In my work with AEC firms, small and large, I’ve had some that prefer the once-and-done approach, usually focused on a few very specific topics. In some cases, it has been new content for the attendees; in other cases, it has been a reinforcement of content they’ve already learned.

I’ve conducted multiple sessions for other firms, typically including reinforcement of prior training. For instance, in working with seller-doers at a large engineering and environmental firm, I led 22 hours of training over several months. Here’s an overview of the training topics we covered:

Seller Doer Training Case Study | Stambaugh Ness

The first session incorporated more traditional business development topics like networking, leading conversations, and consultative selling.

The second session was all about working with other people, including an understanding of the different personality types and a client’s experience with your organization.

Session three was focused on soft skills, and honestly, there is so little soft skills training in this industry that the content is relevant for everyone in the AEC workforce, not just seller-doers.

Topics for the fourth session were selected by attendees based on a survey asking what they hoped to learn but hadn’t yet.

This is an example of an AEC firm that believes so strongly in the role of seller-doers in their organization that they were willing to absorb the opportunity cost of having their front-line staff attend up to four full-day sessions. Many employees attended all four; others attended multiple sessions, but not all. New hires were brought in right after they were hired. In total, 70 employees were engaged in the training.

And this was just the foundation year. Reinforcement training is coming. Furthermore, separate training was also provided to their business development team.

Who Should Conduct the Training?

In this example, I was the outside trainer, and the sessions were filled with group activities and exercises to reinforce the concepts being taught. However, SMPS research has found that many firms are looking to their in-house business development and marketing staff to conduct training within their firms. For yet other firms, principals develop and lead the training.
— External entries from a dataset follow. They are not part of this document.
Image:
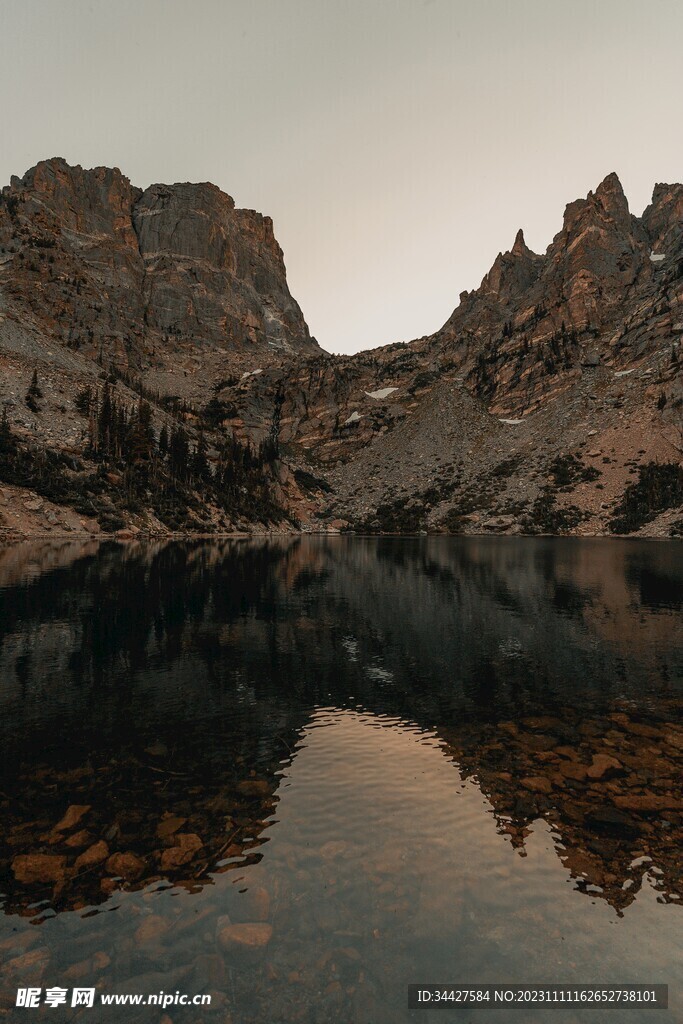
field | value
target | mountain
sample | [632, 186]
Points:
[550, 401]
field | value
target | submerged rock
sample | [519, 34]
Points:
[248, 936]
[36, 868]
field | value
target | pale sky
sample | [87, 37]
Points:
[397, 144]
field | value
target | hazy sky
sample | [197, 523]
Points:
[397, 144]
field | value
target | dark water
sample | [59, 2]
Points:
[433, 760]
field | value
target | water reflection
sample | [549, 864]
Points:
[392, 760]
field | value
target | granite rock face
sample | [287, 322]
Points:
[534, 409]
[134, 278]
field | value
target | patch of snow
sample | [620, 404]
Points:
[382, 393]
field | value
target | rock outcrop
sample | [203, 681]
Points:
[540, 406]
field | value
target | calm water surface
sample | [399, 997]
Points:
[432, 760]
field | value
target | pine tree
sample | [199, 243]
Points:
[34, 393]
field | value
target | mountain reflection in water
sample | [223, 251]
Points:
[452, 760]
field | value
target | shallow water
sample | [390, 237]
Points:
[433, 760]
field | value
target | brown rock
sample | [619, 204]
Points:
[128, 865]
[537, 783]
[152, 929]
[187, 845]
[37, 868]
[254, 905]
[82, 838]
[570, 769]
[95, 854]
[254, 787]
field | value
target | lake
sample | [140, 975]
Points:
[300, 773]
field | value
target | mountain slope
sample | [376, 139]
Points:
[550, 401]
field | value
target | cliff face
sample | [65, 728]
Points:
[135, 276]
[539, 403]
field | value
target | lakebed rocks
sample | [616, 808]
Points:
[73, 866]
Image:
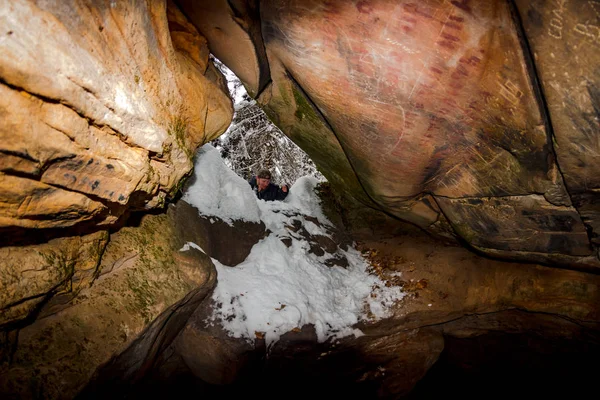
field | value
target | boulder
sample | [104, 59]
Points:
[68, 312]
[230, 244]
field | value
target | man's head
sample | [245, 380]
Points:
[263, 179]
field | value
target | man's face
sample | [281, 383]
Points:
[262, 183]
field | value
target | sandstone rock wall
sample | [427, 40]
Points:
[103, 105]
[471, 118]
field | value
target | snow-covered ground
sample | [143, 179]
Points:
[279, 288]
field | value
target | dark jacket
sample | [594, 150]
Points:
[272, 192]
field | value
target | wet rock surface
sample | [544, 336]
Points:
[422, 109]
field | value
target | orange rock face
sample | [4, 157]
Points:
[102, 107]
[435, 112]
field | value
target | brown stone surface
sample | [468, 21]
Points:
[102, 107]
[564, 39]
[127, 301]
[234, 31]
[230, 244]
[46, 274]
[409, 105]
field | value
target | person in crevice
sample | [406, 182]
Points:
[264, 189]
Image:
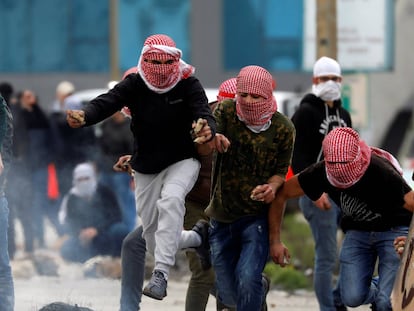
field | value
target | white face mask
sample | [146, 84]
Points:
[328, 91]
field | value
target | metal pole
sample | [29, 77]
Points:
[113, 39]
[326, 29]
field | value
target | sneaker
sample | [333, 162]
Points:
[157, 286]
[203, 251]
[341, 308]
[266, 288]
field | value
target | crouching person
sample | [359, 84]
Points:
[376, 204]
[92, 218]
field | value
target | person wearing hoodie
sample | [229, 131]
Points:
[320, 112]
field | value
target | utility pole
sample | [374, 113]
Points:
[326, 29]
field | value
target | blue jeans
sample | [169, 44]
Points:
[239, 252]
[6, 277]
[324, 226]
[359, 253]
[133, 269]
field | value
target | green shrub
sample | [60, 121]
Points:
[297, 237]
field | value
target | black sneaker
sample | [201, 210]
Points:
[203, 251]
[266, 288]
[341, 308]
[157, 286]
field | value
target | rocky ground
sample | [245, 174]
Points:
[44, 278]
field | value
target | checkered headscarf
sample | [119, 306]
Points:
[227, 90]
[255, 80]
[346, 157]
[161, 78]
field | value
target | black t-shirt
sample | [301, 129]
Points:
[374, 203]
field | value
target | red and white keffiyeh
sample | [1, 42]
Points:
[161, 78]
[227, 90]
[346, 157]
[255, 80]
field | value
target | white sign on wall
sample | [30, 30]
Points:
[364, 34]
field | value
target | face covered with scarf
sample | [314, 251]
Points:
[84, 180]
[160, 64]
[227, 90]
[255, 103]
[346, 157]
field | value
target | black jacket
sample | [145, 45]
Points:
[161, 123]
[313, 120]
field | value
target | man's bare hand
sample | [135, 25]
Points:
[279, 253]
[75, 118]
[221, 143]
[263, 193]
[323, 202]
[123, 165]
[201, 131]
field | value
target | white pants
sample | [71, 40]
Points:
[160, 200]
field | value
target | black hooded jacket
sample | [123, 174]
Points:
[313, 120]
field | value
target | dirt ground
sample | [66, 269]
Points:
[33, 291]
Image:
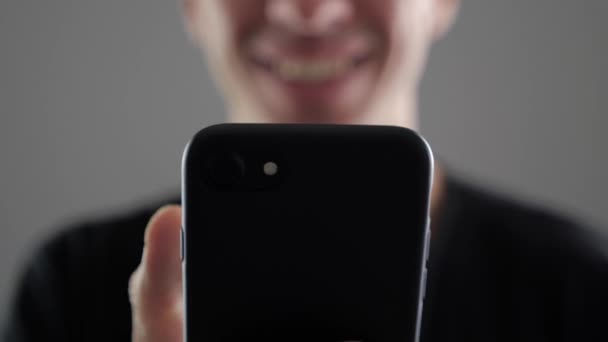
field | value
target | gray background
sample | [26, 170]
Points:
[98, 98]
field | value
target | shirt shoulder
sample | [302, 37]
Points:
[84, 268]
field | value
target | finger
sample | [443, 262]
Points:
[161, 261]
[155, 287]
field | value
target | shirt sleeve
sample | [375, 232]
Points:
[38, 308]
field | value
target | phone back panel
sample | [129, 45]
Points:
[331, 248]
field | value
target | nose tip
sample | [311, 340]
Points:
[309, 16]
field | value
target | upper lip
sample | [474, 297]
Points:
[270, 50]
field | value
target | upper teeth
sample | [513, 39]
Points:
[311, 71]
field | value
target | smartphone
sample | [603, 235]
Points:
[305, 233]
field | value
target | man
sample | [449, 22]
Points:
[499, 271]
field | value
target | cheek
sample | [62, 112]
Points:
[244, 16]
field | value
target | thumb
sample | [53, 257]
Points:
[156, 285]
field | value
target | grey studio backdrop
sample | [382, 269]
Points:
[98, 98]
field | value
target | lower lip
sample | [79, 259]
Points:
[316, 92]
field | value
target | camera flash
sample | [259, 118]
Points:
[271, 169]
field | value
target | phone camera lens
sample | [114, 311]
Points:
[227, 170]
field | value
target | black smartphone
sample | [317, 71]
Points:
[305, 233]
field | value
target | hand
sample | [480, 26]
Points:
[155, 288]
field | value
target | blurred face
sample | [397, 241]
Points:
[318, 61]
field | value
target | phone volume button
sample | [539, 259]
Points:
[181, 244]
[427, 241]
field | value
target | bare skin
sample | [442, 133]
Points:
[276, 61]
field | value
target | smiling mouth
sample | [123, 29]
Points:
[312, 71]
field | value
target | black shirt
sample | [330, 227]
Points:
[498, 271]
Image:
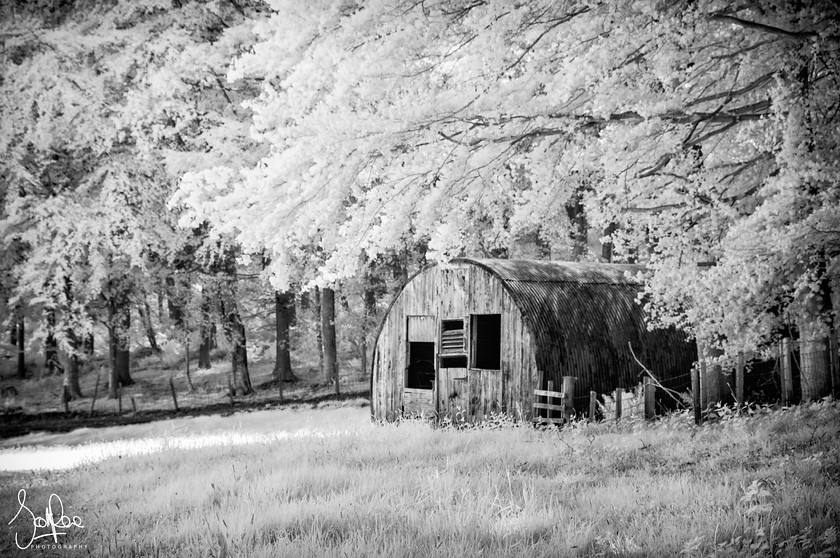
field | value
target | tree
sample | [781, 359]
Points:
[703, 136]
[328, 336]
[284, 304]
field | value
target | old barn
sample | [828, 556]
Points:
[478, 336]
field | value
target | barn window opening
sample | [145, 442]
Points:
[486, 341]
[421, 365]
[453, 344]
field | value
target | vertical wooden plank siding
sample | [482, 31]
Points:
[557, 319]
[454, 292]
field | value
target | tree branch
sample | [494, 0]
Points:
[794, 35]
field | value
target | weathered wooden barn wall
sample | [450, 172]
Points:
[585, 319]
[454, 292]
[557, 319]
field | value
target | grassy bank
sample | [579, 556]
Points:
[763, 485]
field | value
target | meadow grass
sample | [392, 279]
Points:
[761, 485]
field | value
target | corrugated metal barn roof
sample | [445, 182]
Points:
[584, 318]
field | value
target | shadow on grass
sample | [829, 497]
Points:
[20, 423]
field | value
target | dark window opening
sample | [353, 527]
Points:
[452, 340]
[453, 361]
[421, 365]
[486, 341]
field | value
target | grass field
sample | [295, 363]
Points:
[762, 485]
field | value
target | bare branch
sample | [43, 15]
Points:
[794, 35]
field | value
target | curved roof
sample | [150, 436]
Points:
[585, 319]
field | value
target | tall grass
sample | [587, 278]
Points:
[762, 485]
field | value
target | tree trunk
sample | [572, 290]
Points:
[19, 330]
[146, 317]
[328, 333]
[119, 324]
[284, 303]
[50, 346]
[71, 368]
[367, 324]
[176, 312]
[579, 226]
[206, 331]
[88, 345]
[240, 380]
[607, 247]
[319, 333]
[815, 324]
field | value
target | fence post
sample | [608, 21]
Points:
[549, 413]
[174, 397]
[650, 398]
[568, 397]
[835, 365]
[786, 372]
[695, 394]
[739, 382]
[618, 396]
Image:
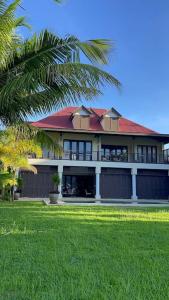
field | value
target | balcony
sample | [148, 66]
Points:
[98, 156]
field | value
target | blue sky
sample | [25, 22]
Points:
[140, 31]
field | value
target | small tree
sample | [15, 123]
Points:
[14, 153]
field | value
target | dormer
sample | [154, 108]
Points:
[110, 120]
[81, 118]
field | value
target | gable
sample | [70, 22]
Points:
[62, 120]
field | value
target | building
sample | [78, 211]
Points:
[105, 157]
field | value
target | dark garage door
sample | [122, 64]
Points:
[152, 184]
[116, 183]
[38, 185]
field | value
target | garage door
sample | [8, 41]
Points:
[116, 183]
[152, 184]
[40, 184]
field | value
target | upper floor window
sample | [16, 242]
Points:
[147, 154]
[114, 153]
[77, 150]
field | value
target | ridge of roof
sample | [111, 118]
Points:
[61, 120]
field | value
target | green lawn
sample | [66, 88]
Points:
[83, 253]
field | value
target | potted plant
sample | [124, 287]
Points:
[53, 196]
[19, 185]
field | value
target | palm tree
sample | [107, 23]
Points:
[14, 151]
[44, 72]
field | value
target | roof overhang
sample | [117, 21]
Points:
[159, 136]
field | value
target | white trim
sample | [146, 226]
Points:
[95, 164]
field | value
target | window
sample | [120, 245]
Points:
[147, 154]
[114, 153]
[77, 150]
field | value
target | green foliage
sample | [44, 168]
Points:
[83, 252]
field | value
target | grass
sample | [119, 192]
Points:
[83, 253]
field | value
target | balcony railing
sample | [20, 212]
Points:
[98, 156]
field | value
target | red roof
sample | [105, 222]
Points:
[62, 120]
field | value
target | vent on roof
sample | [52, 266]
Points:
[81, 118]
[110, 120]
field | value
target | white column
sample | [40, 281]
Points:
[97, 172]
[60, 173]
[134, 185]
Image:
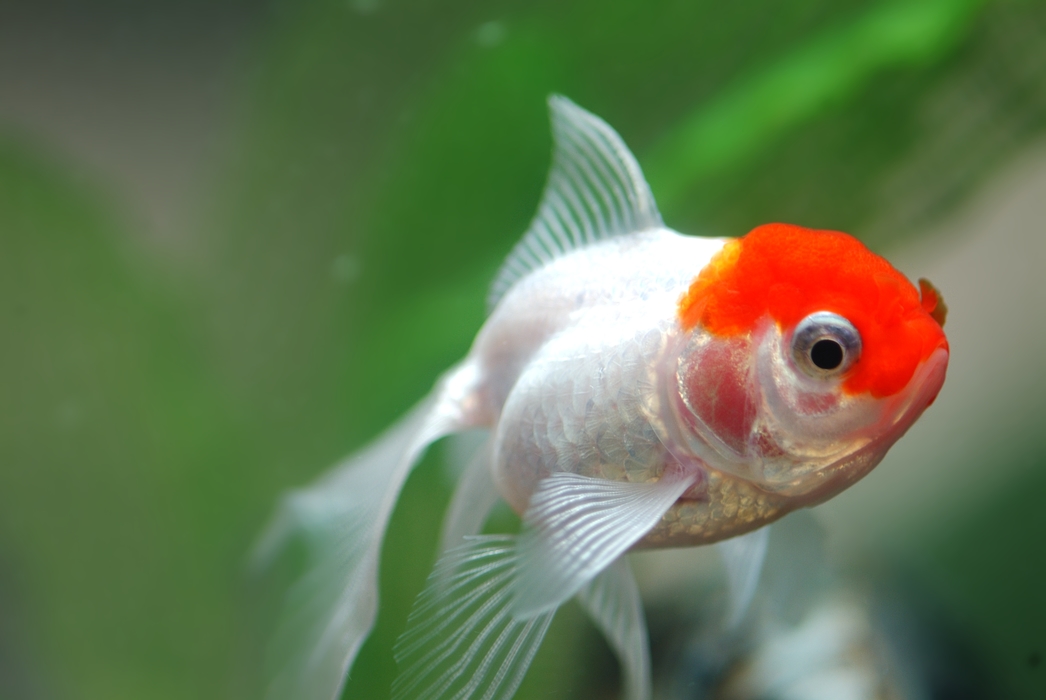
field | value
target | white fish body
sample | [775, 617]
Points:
[600, 437]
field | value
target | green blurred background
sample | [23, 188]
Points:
[237, 239]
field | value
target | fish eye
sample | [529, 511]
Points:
[825, 344]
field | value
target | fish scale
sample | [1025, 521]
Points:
[640, 388]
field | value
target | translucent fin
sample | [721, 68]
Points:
[473, 499]
[462, 640]
[743, 558]
[612, 601]
[575, 526]
[331, 609]
[595, 190]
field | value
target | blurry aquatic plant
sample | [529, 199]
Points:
[152, 410]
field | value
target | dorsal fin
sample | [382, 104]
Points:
[595, 190]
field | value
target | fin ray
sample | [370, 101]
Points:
[743, 558]
[595, 190]
[576, 525]
[472, 501]
[612, 601]
[489, 653]
[342, 517]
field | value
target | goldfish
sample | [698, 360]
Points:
[640, 388]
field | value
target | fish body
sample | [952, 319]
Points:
[641, 388]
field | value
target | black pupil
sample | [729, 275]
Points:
[826, 354]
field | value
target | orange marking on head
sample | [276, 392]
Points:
[789, 272]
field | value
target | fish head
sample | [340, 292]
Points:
[803, 358]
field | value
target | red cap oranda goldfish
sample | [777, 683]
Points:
[641, 388]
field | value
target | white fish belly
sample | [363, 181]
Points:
[571, 359]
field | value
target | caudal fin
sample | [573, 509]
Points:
[341, 518]
[477, 625]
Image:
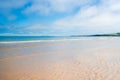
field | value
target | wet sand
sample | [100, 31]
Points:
[88, 59]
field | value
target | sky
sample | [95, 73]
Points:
[59, 17]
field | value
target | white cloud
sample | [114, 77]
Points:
[100, 18]
[60, 6]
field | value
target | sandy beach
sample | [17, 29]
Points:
[88, 59]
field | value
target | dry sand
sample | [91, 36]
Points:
[72, 60]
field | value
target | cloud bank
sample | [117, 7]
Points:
[75, 16]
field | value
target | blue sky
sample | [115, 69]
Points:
[59, 17]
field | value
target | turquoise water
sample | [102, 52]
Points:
[29, 38]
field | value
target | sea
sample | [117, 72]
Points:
[20, 39]
[25, 39]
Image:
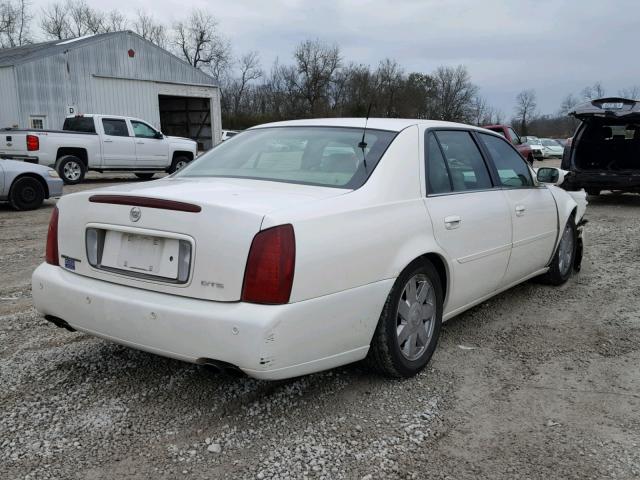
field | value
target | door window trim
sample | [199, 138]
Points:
[495, 181]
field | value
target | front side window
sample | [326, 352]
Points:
[512, 169]
[142, 130]
[465, 164]
[324, 156]
[115, 127]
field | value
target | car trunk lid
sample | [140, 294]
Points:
[188, 237]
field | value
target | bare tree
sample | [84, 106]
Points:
[147, 27]
[15, 22]
[453, 94]
[249, 66]
[390, 78]
[525, 108]
[567, 105]
[594, 91]
[631, 92]
[201, 45]
[54, 21]
[316, 63]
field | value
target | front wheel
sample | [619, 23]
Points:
[564, 258]
[409, 326]
[27, 193]
[71, 169]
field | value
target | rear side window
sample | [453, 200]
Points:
[115, 127]
[438, 180]
[80, 124]
[512, 169]
[464, 161]
[142, 130]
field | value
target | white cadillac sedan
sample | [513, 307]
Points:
[300, 246]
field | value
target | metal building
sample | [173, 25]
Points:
[117, 73]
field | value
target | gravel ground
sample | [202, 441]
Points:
[539, 382]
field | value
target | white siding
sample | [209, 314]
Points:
[100, 77]
[9, 108]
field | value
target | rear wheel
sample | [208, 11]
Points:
[71, 169]
[564, 258]
[409, 326]
[179, 162]
[27, 193]
[145, 175]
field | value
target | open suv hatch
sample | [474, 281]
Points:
[605, 151]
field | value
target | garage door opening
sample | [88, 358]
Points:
[188, 117]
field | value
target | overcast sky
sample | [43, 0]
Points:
[553, 46]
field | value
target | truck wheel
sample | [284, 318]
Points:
[27, 193]
[144, 175]
[71, 169]
[178, 163]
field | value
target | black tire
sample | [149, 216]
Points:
[560, 270]
[385, 355]
[71, 169]
[178, 162]
[145, 175]
[27, 193]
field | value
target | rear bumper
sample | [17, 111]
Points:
[604, 180]
[265, 341]
[25, 158]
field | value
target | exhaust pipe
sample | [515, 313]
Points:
[58, 322]
[221, 367]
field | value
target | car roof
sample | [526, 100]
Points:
[391, 124]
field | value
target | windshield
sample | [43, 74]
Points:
[325, 156]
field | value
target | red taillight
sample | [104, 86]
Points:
[51, 255]
[269, 274]
[33, 143]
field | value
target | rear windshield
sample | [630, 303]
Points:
[325, 156]
[79, 124]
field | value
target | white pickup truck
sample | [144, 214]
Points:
[100, 143]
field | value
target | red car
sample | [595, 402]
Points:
[510, 134]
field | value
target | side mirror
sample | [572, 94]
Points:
[551, 175]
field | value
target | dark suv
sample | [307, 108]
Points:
[605, 151]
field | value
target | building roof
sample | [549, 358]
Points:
[36, 51]
[391, 124]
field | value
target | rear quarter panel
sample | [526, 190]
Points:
[364, 236]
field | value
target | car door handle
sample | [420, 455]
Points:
[451, 222]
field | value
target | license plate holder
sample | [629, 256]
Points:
[142, 254]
There are many options for providing training, but too many firms view it as an expense, which is a horrible way to look at things. You must invest in your employees. Continually. And you cannot have any reasonable expectation of seller-doer success unless you provide them with the right tools.

Training is an investment, and whether or not you hire an outside trainer, send seller-doers to external programs (like the SMPS “Basics of Business Development in the AEC Industries” program), or utilize in-house employees, the biggest “cost” to the firm is the opportunity cost of having staff that could be billing hours on projects attending training instead. But the ROI of providing this critical training to your staff far outweighs any potential lost revenue or direct expense.

Invest in your firm’s future by providing training for your staff.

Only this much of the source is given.